Kaliyuga Varadaraja Perumal Temple or Kaliyaperumal temple is a Hindu temple located at Kallankurichi in the Ariyalur district of Tamil Nadu, India. The temple is situated 10 km from Ariyalur and is dedicated to Perumal (Vishnu).

== Significance ==
The Presiding deity is about 8000 years old while the temple is approximately 500 years old, built by a cowherd on the spot of a 12-foot tall post believed to have miraculous powers. The post now forms the main deity in the temple. Nearby, the idol of Hanuman can be found.

==Presiding deity==
There is no idol found as a presiding deity. Only a 12 feet tall post, a granite pillar, is found. Pujas are performed to this post. The temple has a majestic front with a few carvings. The Pillar of power is the presiding deity of the temple. The granite pillar is referred as 'Kambamperumal'. On the lower portion of the pillar Hanuman is carved out. It is a tiny figure. It appears to be in a state of firm self-control walks forward with the Sanjeevi hill on his left hand while the right hand is raised in a token of assurance. While going around the pillar within the sanctum, two carved figures, who found the temple 250 years back, can be seen. The processional deity, Varadharaja perumal can be worshipped in a large niche within the temple. Sreedevi and Boodevi are found in the temple. This temple is also known as Kaliyuga Varadaraja Perumal Temple.

==History==
===Sthala Puran===
The Sthalapurana goes like, once a cow header, Maangan son of Gopalan who used to help the needy of his place, took out a herd of cows and found that one of his cows which was pregnant was missing on his return. Despite extensive search, he failed to locate the cow which was pregnant and neared the gestation period, leaving him dejected while returning home.

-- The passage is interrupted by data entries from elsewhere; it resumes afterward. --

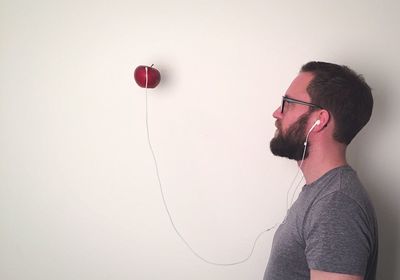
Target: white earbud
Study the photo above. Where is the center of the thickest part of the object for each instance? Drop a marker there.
(317, 122)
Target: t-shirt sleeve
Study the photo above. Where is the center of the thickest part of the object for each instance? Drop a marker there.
(336, 236)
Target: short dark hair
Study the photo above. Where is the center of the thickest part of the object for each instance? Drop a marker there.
(343, 93)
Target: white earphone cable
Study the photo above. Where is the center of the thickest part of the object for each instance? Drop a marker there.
(169, 213)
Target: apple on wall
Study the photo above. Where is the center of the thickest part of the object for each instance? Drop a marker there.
(152, 74)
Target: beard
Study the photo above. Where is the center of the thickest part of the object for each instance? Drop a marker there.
(291, 144)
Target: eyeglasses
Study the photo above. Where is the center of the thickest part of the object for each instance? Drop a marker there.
(292, 100)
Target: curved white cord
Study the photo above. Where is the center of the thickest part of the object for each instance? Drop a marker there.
(169, 213)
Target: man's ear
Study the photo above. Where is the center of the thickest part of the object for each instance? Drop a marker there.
(324, 118)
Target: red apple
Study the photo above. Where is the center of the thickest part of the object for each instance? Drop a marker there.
(153, 76)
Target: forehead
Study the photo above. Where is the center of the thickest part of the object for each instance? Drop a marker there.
(298, 87)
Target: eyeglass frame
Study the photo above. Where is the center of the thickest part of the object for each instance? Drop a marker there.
(296, 101)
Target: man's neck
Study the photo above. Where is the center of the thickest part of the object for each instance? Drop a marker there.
(319, 162)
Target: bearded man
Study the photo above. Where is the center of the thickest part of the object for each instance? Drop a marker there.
(330, 232)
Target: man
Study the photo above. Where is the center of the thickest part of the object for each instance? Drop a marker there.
(330, 232)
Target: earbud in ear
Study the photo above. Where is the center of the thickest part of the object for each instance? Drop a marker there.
(317, 122)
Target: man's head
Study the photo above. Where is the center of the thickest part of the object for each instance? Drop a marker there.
(333, 92)
(344, 94)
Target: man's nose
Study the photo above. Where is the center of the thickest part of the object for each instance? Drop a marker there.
(277, 114)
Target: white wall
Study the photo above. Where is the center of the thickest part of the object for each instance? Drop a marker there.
(79, 198)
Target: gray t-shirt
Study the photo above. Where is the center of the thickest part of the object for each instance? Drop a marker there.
(331, 227)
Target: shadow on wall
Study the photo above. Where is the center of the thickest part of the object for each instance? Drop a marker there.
(371, 165)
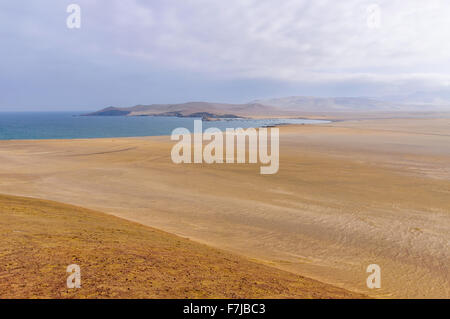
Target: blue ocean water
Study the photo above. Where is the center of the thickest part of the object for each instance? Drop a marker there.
(70, 125)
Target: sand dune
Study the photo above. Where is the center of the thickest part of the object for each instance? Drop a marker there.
(348, 194)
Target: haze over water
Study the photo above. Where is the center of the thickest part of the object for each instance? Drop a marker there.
(69, 125)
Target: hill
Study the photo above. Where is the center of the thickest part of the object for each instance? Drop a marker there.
(205, 110)
(122, 259)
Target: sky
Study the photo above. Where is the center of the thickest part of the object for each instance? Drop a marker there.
(165, 51)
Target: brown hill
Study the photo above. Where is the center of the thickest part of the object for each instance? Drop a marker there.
(122, 259)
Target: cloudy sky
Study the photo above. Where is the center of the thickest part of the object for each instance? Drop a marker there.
(169, 51)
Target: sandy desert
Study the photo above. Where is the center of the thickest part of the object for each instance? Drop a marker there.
(350, 193)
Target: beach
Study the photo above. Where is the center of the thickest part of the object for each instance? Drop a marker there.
(348, 194)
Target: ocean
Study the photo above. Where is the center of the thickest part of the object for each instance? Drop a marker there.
(70, 125)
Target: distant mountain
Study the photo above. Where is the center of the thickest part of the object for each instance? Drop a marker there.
(205, 110)
(292, 105)
(362, 104)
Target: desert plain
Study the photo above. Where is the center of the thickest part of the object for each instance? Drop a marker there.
(358, 191)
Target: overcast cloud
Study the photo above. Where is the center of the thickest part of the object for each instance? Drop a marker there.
(131, 52)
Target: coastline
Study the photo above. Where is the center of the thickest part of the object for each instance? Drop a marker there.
(328, 213)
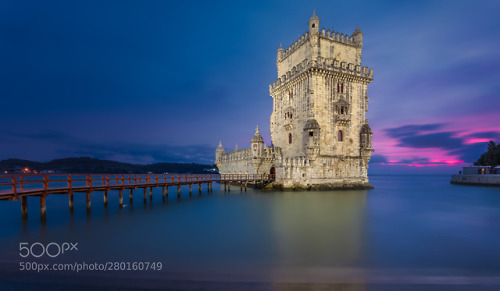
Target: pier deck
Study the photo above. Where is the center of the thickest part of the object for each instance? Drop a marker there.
(13, 187)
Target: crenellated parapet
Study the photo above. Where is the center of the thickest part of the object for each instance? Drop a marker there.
(294, 46)
(325, 34)
(325, 64)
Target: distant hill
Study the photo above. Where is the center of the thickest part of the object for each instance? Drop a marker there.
(97, 166)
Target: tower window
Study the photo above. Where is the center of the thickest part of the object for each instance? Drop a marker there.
(340, 87)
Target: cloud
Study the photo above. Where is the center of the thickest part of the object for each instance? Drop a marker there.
(439, 140)
(378, 159)
(443, 147)
(412, 129)
(62, 144)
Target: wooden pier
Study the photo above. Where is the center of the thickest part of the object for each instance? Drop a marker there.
(13, 187)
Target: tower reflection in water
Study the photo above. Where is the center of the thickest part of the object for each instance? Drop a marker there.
(320, 239)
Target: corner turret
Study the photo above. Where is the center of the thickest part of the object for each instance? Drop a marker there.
(280, 53)
(257, 144)
(219, 152)
(358, 36)
(314, 24)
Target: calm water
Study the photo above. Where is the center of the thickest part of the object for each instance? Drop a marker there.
(409, 233)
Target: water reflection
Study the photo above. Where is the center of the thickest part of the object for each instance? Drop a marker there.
(326, 229)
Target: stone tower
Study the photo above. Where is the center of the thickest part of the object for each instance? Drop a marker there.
(320, 136)
(319, 105)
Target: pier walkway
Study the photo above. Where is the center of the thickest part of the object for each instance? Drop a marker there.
(13, 187)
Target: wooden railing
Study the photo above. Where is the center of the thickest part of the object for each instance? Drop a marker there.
(14, 184)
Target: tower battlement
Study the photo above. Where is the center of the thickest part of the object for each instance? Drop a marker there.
(328, 34)
(330, 65)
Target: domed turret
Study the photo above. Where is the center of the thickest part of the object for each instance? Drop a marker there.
(280, 53)
(314, 24)
(257, 138)
(257, 144)
(219, 152)
(366, 137)
(358, 36)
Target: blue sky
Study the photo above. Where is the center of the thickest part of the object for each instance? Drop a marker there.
(160, 81)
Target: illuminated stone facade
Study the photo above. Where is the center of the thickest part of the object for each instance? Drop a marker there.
(320, 137)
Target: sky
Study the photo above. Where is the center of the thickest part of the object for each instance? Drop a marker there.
(164, 81)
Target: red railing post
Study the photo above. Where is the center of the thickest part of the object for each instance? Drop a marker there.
(89, 181)
(45, 182)
(14, 185)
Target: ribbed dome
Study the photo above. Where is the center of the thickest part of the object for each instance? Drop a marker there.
(311, 124)
(257, 138)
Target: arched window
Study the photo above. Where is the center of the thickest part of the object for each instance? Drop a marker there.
(340, 136)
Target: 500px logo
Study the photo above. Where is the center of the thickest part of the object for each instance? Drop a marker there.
(51, 249)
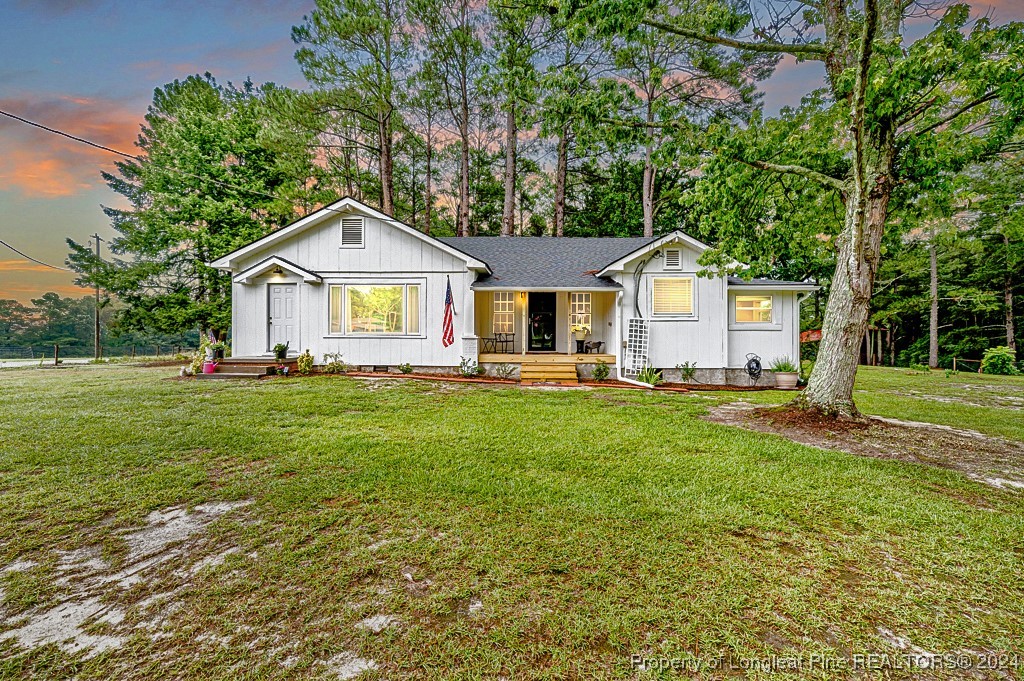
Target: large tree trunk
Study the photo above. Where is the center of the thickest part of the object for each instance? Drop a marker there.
(1008, 301)
(933, 316)
(508, 211)
(830, 385)
(463, 228)
(386, 165)
(428, 180)
(561, 170)
(648, 195)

Three days later, he heard an divine voice from Lord Vishnu directing him to a particular place here in Kallankuruchi where he found the cow with her new born. Next day morning he went in search of the cow as he was directed in his dreams, he brought the mother and the new born to his home. Seven days later he heard the invisible voice again, this time telling him how great fool he was to leave a wooden pillar dedicated to Lord Vishnu which had immense powers worshiped by many.

When cow header went back to that place, he found a sacred pillar with the cow’s milk on it and immediately understood that it was none other than Lord Vishnu who had himself helped him the previous day. It was an accepted practice in olden days to erect the pillar as the deity and worship.

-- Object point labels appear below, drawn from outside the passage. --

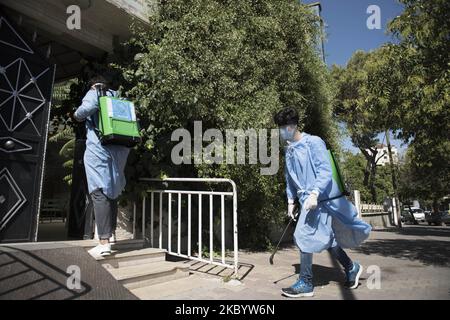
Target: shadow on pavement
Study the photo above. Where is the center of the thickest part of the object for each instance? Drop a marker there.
(429, 252)
(421, 230)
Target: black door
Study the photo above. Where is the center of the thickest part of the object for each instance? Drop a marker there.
(26, 82)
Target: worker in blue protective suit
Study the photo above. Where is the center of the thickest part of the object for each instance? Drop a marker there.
(104, 165)
(327, 221)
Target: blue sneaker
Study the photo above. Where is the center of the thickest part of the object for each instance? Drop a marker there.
(353, 276)
(299, 289)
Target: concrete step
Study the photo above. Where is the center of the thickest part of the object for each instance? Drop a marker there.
(120, 259)
(174, 288)
(139, 276)
(129, 244)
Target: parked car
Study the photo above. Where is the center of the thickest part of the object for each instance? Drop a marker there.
(438, 218)
(406, 217)
(418, 213)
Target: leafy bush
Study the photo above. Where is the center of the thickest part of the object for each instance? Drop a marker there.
(232, 65)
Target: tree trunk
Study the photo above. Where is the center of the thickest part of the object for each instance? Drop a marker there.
(370, 173)
(373, 172)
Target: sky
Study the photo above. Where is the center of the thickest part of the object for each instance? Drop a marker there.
(346, 31)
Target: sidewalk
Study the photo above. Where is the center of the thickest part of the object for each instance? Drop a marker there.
(414, 264)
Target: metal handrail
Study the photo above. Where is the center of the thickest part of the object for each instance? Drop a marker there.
(211, 260)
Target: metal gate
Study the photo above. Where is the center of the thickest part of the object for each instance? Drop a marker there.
(26, 82)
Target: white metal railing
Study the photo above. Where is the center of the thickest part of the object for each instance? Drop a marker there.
(369, 207)
(190, 194)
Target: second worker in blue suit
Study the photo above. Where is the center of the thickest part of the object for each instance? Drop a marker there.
(326, 222)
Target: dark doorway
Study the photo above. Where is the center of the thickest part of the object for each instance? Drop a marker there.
(26, 83)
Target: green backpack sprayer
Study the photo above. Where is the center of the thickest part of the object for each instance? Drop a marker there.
(117, 124)
(337, 177)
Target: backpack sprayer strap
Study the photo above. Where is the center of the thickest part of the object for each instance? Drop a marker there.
(343, 194)
(96, 120)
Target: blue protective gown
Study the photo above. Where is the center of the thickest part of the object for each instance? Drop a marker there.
(104, 165)
(333, 222)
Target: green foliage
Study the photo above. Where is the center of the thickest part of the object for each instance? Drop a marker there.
(354, 168)
(231, 64)
(406, 87)
(423, 111)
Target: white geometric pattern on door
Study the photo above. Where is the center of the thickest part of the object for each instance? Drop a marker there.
(15, 95)
(6, 180)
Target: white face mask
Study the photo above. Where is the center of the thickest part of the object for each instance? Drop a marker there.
(287, 133)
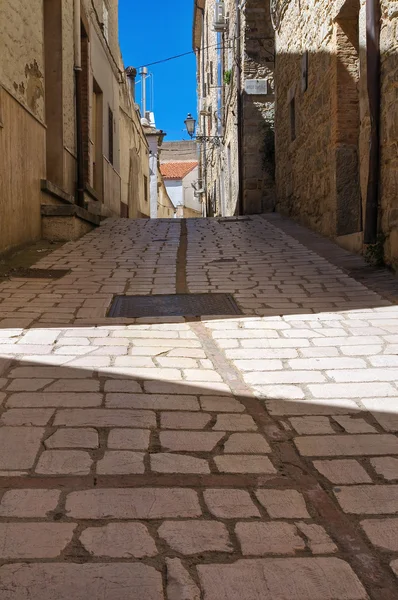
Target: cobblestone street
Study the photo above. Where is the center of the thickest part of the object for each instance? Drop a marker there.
(248, 457)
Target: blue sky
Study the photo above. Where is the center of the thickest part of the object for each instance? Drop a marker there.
(151, 31)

===History of Pillar worship===
According to the legend the main pillared deity is almost 8000 years old, there are many references in the Tamil literature of the Sangam era (500 BCE to the 300 CE), which mentions people worshiping pillars hence, this could have been one of those pillars worshiped by the sangam age people. Paṭṭiṉappālai is one of the finest sangam works which describes Pillar worships and also explains the paintings of Mahalakshmi on the fort walls of the city Kaveripoompatinam.

==Architecture==

The temple houses some excellent Dravidian architecture of the Vijayanagara period. The temple has many pillars in the ardha mandapam which are sculpted in a beautiful manner and present throughout the temple as well. The sculptures and bas-reliefs depict various scenes from the Puranas. The Dasavathara mandapam has depiction of the Vishnu’s Dasavatharam. There are several sculptures throughout the temple which depict various legends of the Vaishnavate tradition.

==Offerings==
The peasants bring portion of their promised offering here and pour them in the assigned vats. They are then measured and tied up in bags and placed in the rooms above, to be taken out and used later. There are large granaries. The devotees tie to the neck of a goat a note with the words 'Kaliyaperumal Kovil' and it would not get lost. Those who come across it will direct to move towards the temple of Kaliyaperumal near Ariyalur.

==Festival==
Rama Navami is celebrated at the annual chariot festival, in which devotees come in large numbers to participate.